Fitbit wearable tech becomes HIPAA compliant
Concerns around wearable tech meeting HIPAA compliance have been much discussed following the launch of Apple Watch, and Apple fitness and medical research frameworks HealthKit and ResearchKit.
Fitbit is obviously a company that took note of these concerns after they announced that their wearable tech is now HIPAA compliant. This will allow Fitbit to expand its corporate wellness program to more businesses while ensuring personal information about its customers is kept secure.
According to Amy McDonough, VP and General Manager of Fitbit Wellness, Fitbit users will have to consent for their data to be used, and program managers will only get a subset of that data, such as steps taken, distance walked or minutes of activity. More personal information the device collects, including sleep patterns and heart rate, will not be shared with employers. Some companies may choose to receive aggregate Fitbit data from entire offices, enabling them to collect aggregate data to allow different offices to compete against each other on the Fitbit Wellness platform, giving them the opportunity to provide incentives for employees that embrace the program.
Becoming HIPAA compliant is a fantastic way of forging relationships with enterprises that join the Fitbit Wellness corporate programs, who can be safe in the knowledge that the data collected will be protected. More importantly, it will also open the door to integration opportunities with health plans and self-insured employers by its ability to enter into Business Associate Agreements (BAA) with covered entities.
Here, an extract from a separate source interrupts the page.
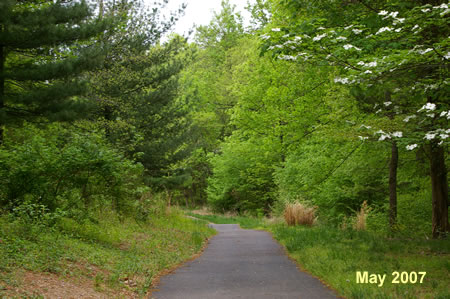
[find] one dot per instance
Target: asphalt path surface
(241, 263)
Before Fitbit became HIPAA compliant, David Reis, Ph.D., Vice President IS & CISO at Lahey Hospital and Medical Center in Burlington, Massachusetts stated:
“The only way data collected by a wearables company like Fitbit would be covered by HIPAA is if Fitbit partnered with a HIPAA covered entity. Such a partnership is unlikely to happen because many companies don’t want to deal with the complexities of HIPAA.
“I think it would be safe to say that companies like Fitbit would have to think very carefully and have a clear objective on why they would want to enter into agreements with covered entities to store that data because of regulations like HIPAA.”
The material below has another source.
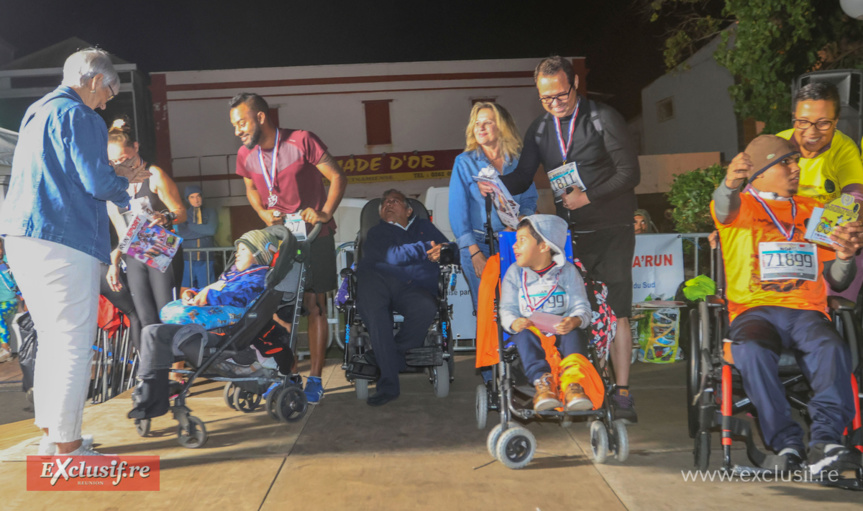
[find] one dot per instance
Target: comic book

The complexities of HIPAA clearly didn’t put Fitbit off, but most companies that produce wearable devices are not a HIPAA covered entity or have not partnered with a covered entity – therefore the data the company and their devices collect is not bound by or protected under HIPAA. The data that is typically collected by a Fitbit or similar device includes an individual’s height, weight, gender, heart rate, dietary habits and sleep data, as well as personally identifiable information such as name, date of birth, contact details and images of the individual.
Should data considered to be personally identifiable information be transmitted or stored outside of the device, HIPAA requires a business associate agreement to be established between the vendor responsible for managing PHI and the company responsible for creating the device.
Ultimately, being HIPAA compliant makes Fitbit stand out in a saturated wearable tech market, and will help them to grow their wellness program. Target, who have 335,000 employees, will be joining the Fitbit Wellness program as its next – and largest – corporate client, and they have already signed up Adobe, BP and a number of other well known enterprises as customers.
By focusing on a B2B offering that will help organizations drive engaging, effective and motivating wellness programs in a secure and compliant way, Fitbit look set to dominate the corporate sector.